How's your school year going so far? What mathematics have you been doing lately? Are you thinking that you were doing mathematics when you were teaching mathematics lessons? When you read mathematics teacher's guides and student textbook pages were you engaging in some mathematical thinking? When you were making sense of student problem solutions, how were you using mathematics to understand student learning? Or, when was the last time you solved mathematics problems yourself, for your teaching, for your learning, or for the simple intrigue and joy of it?

As this is my third president's message, I'd like to spend some time with you, doing and thinking about mathematics within the context of the ideas highlighted in my previous president's messages. In my first president's message, I introduced the five key conditions of a complex learning system (i.e., internal diversity, redundancy, decentralized control, organized randomness, neighbour interactions), in terms of the structure and activities of the OAME community. In my second president's message, I introduced and outlined the purpose, structure, and content of OAME's latest professional development resource, Growing Up Mathematically.

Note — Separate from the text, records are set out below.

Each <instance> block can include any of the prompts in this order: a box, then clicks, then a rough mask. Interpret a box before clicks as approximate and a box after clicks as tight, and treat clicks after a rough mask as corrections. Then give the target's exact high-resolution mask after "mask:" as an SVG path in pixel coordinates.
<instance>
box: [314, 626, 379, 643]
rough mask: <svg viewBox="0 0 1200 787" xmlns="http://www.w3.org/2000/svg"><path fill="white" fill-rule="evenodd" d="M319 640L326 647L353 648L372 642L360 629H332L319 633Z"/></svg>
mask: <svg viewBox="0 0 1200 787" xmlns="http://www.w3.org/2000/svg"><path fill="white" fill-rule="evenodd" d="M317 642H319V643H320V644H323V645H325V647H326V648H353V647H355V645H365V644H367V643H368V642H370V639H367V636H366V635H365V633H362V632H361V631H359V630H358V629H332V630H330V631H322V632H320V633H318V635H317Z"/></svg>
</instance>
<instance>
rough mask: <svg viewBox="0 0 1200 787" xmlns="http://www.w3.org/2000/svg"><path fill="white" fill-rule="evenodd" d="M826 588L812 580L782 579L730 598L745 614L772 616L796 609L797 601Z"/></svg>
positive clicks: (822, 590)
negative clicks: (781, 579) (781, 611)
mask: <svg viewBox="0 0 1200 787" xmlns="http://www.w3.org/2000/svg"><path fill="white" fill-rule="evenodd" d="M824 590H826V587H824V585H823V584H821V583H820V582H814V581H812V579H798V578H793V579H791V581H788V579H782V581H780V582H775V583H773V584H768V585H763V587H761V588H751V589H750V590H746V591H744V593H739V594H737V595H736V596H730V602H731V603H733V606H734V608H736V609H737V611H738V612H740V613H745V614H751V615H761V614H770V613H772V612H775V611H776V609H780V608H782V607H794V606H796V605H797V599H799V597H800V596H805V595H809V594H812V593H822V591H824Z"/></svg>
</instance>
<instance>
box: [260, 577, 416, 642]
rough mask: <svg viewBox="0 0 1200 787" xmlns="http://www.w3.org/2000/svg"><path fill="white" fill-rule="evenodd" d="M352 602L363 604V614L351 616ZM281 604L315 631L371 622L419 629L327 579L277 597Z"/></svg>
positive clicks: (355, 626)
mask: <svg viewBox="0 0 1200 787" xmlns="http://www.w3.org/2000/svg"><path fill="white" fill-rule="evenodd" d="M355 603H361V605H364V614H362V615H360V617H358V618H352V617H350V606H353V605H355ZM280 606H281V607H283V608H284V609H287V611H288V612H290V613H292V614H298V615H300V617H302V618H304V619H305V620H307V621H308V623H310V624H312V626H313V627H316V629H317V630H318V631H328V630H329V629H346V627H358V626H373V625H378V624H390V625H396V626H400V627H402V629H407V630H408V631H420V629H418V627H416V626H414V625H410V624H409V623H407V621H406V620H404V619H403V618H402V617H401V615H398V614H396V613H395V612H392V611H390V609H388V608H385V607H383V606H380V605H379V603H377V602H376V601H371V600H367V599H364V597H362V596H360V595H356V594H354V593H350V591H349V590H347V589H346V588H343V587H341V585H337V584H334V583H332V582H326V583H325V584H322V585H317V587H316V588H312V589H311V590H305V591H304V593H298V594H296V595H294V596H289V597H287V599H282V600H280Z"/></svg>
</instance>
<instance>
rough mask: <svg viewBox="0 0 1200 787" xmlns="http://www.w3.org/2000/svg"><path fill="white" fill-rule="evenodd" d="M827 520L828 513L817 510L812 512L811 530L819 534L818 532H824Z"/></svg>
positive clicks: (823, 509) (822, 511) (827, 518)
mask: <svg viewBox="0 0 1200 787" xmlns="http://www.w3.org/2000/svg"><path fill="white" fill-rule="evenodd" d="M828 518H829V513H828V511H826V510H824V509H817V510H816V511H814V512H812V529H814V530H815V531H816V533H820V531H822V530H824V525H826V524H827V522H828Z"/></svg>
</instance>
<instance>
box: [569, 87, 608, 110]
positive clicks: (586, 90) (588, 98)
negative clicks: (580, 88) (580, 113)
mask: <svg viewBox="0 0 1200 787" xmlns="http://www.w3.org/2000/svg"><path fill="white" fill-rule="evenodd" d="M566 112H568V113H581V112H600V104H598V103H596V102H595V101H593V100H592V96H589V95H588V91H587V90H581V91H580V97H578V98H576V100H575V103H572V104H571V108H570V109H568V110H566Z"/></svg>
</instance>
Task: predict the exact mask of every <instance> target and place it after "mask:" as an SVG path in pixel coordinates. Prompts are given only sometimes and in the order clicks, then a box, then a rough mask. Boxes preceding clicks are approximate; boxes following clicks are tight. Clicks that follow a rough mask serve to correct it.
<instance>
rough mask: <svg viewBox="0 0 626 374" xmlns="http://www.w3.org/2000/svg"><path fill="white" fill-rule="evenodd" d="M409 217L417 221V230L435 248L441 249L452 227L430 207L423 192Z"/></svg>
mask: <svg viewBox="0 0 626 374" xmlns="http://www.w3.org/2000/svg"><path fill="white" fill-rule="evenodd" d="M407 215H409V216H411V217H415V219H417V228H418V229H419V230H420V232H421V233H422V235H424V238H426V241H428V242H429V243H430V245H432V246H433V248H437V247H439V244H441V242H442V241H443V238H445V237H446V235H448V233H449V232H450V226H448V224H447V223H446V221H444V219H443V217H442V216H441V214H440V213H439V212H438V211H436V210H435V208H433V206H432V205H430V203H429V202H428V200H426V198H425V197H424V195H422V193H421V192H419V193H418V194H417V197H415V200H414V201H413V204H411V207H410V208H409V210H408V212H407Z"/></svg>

In this president's message, I am inviting you to engage fully in mathematical thinking and doing, as a means of furthering your experiences and insight into the range of K to 12 mathematics. John Mason (2005) explains full mathematical engagement as ''actively doing such things as jotting own ideas, doing tasks and constructing your own examples, trying to make connections, getting involved in detail, standing back to get the big picture, explaining what you are doing or trying to do to someone else; being prepared to struggle; acknowledging feelings'' (p. x). Also, by doing mathematics yourself, rather than reading and hearing about mathematics, you will have the immediate experience upon which to consider your own mathematics content and pedagogical knowledge needed for teaching mathematics to students. So, get some colleagues together from your division or department and let's do math!

Let's Do Math! Developing a K to 12 Mathematics Sense To Understand Student Learning

Here is a problem to solve. It has been popularized throughout our mathematics community, during professional learning sessions about Japanese lesson design and lesson study lead by Akihiko Takahashi and Makoto Yoshida. Consider the questions and comments below as my voice in our mathematical conversation. Here's the problem.

36 children are in the class. There are 8 more boys than girls.
How many boys? How many girls? Show several different solutions.

Understand the Problem
What does the problem ask you to do? What are the mathematical ideas and details in the problem? What relationships between the ideas and details do you need to pay attention to as you plan to solve the problem?

Predicting the Range of Possible Solutions
What solutions are you imagining to be possible as you make sense of the problem? It turns out that solutions to this problem include a range of mathematics from grade 2 (solve problems involving the addition and subtraction of two-digit numbers with and without regrouping; collect and organize primary data in charts) to grade 10 (solve systems of two linear equations involving two variables, using the algebraic method of substitution or elimination).

So, now that you know the range of possibility, what are some of the different solutions to this problem?